Araştırmalar FOMO hakkında ne söylüyor?
Şüphesiz ki gelişmeleri kaçırma korkusu, hepimizin hayatını farklı derecede etkiliyor. London School of Economics’de Sosyal Bilimler Enstitüsü profesörü Benjamin Voyer, gelişmeleri kaçırma korkusunun tamamen sosyal olarak dışlanma endişesi sebebiyle ortaya çıktığına dikkat çekiyor. FOMO her ne kadar yaşla ve statüyle alakalı bir olgu olarak görünse de; aslında yaşa ya da statüye bağlı olmaksızın, her tipte insanda görülebiliyor. Burada önemli olan nokta, kişiler için neyin önemli olduğu ve kişinin değerlerinin neye göre çeşitlilik gösterdiği.
Psychiatry Research’de yayınlanan bir araştırma, fırsatları kaçırma korkusunun daha fazla akıllı telefon ve sosyal medya kullanımıyla bağlantılı olduğunu ve bu bağlantının yaş veya cinsiyetle ilişkili olmadığını buldu. Aynı araştırma ayrıca hem sosyal medya kullanımının hem de ‘problemli’ akıllı telefon kullanımının daha büyük bir FOMO deneyimi ile bağlantılı olduğunu da ortaya çıkardı.

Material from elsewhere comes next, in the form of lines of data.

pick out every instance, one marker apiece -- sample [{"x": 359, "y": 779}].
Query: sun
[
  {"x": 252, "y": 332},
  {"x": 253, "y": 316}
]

FOMO her ne kadar negatif etkileriyle tartışılan bir bozukluk olsa da, bazı insanlar için oldukça motive edici olabiliyor; bazı insanlar sınırlarının dışına çıkarak kendilerini her gün daha fazla geliştirmeye ve yeni şeyler öğrenmeye çalışabiliyorlar. Ancak belirtmek gerekir ki; FOMO’nun kaygı ve stres yaratması ya da motivasyon kaynağı olarak kullanılıp kişisel gelişiminize katkı sağlaması arasında ince bir çizgi var. Bu çizgide kalabilmek için de daima anı yaşamak, başkalarının hayatlarına değil kendi hayatımıza odaklanmak, ve sosyal ağlarda geçirdiğimiz zamanı abartmamak şart. Yapabildiklerinize odaklanıp bunlarla gurur duymayı bildiğiniz sürece, FOMO’yu hayatınızı olumlu yönde geliştirecek bir araç olarak kullanabilmeniz mümkün.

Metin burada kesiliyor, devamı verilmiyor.